1. **Analyze results:**
Open experiments in **Phoenix**, check specific models, and compare **exact matches** with **LLM-as-judge** results.
2. **Understand the issue:**
Once you’ve identified the problem, modify the tool description to address it.
The modification is typically **not straightforward** — you might need to:
- Update the description
- Adjust input arguments
- Add examples or negative examples
According to Anthropic’s Claude documentation, **the most important part is the tool description and explanation**, not the examples.
3. **Iterate experimentally:**
The path is not always clear and usually requires experimentation.

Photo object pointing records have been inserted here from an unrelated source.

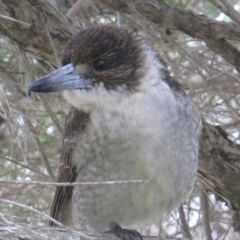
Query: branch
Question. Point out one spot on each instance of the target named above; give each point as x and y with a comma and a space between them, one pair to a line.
197, 26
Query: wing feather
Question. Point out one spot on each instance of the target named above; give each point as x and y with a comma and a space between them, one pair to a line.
75, 125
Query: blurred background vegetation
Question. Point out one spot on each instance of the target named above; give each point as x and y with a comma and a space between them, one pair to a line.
31, 128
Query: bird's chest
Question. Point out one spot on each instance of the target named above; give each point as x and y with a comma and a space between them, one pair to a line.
109, 148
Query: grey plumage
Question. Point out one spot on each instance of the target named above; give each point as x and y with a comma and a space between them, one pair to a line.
130, 121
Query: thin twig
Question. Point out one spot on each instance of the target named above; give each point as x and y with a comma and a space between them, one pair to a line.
72, 11
15, 20
71, 183
205, 214
184, 224
43, 215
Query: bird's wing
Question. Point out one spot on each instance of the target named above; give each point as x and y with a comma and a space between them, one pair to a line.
74, 126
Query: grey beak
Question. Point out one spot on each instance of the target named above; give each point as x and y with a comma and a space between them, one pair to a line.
61, 79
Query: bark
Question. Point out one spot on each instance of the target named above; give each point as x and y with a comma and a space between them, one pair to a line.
40, 30
27, 232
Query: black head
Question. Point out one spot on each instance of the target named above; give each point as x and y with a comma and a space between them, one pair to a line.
110, 55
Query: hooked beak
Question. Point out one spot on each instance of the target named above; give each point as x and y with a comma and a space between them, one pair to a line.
61, 79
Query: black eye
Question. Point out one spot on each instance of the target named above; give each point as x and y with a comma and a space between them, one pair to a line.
100, 65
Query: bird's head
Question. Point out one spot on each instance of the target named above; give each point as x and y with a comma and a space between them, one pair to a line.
103, 59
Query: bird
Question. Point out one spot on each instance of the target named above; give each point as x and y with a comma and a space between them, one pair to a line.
131, 128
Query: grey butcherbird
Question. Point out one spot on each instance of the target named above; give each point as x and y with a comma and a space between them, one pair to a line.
130, 121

Once you’re happy with your updates, **re-run the experiment**.
4. **Fast iteration:**
For faster testing:
- Select a **subset of the test data**
- Focus on **models that perform poorly**
Once you fix the problem for one model and data subset, **run it on the complete dataset and across different models.**
⚠️ Be aware that fixing one example might break another.
---
## Practical debugging steps
This process is **trial and error**, but following these steps has proven effective:
- **Focus on exact tool match first.**
If the exact match fails, it’s easier to debug and track.
LLM-judge comparisons are much harder to interpret and may be inaccurate.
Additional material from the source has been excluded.